Don’t get me wrong, File Hippo’s update checker is a great app but Secunia can do the same job for me just a little more in detail.
At any rate, I give priority to be notified of updates that pertain to security patches. I want to be notified of those first before any others.
And maybe I’m wrong in thinking that PSI is a software update monitor, but from my point of view it really is. It is monitoring the software I have installed for updates (even if they are only security updates as you say). It says that right on their site.
Ryan, I think Ian is correct. Secunia PSI doesn’t try to keep all your software up to date, e.g., for the newest functionality. It looks for application versions that either have known security holes, or that are end of life, and lists them for you, with convenient links to the download sites for secure versions, when available.

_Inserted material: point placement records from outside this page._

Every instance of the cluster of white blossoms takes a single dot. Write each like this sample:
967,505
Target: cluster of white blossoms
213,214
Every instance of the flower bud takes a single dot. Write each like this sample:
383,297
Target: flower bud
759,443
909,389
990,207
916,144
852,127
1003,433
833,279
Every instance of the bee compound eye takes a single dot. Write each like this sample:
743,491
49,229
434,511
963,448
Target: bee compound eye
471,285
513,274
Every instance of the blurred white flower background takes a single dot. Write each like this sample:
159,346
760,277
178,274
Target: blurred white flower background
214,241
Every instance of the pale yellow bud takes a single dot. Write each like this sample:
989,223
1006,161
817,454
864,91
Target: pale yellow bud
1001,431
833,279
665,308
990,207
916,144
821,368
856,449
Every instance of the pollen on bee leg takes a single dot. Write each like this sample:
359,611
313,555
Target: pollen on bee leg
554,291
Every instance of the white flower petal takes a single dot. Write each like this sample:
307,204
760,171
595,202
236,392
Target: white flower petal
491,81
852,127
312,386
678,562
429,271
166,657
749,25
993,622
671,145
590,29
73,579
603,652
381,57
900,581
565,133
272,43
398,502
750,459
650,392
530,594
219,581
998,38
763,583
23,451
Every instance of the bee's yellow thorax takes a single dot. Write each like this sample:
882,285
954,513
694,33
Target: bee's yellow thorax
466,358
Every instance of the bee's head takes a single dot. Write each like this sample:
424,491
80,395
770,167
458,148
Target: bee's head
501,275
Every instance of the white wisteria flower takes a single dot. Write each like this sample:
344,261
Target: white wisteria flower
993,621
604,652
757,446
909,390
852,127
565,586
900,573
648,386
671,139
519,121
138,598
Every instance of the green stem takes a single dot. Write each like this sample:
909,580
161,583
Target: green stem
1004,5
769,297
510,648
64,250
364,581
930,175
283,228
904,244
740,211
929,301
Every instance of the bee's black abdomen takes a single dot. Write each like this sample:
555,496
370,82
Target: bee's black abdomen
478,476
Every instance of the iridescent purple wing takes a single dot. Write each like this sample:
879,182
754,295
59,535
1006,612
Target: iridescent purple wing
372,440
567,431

There is a screencast on Secunia PSI here:
[mainstream-guides.com]
I’m sure he is right, I just couldn’t find an instance where Secunia didn’t point me to the latest version.
Well, for about the last several months Secunia has regularly made false positive identification of insecure Adobe software, prompting people to download patches, when in fact those patches have already been applied. They have not updated their system to inspect those relevant files that are actually updated. Adobe does not update any global version, so this can be confusing. However, software like Secunia should not make such error — and so regularly. Just recently, I simply rescanned and got back that I had no insecure files. Others who posted in the Secunia forum just kept downloading re-patching using the recommended Secunia patches, and got nowhere.
Moral: Secunia recommendations must be taken with a grain or two of salt.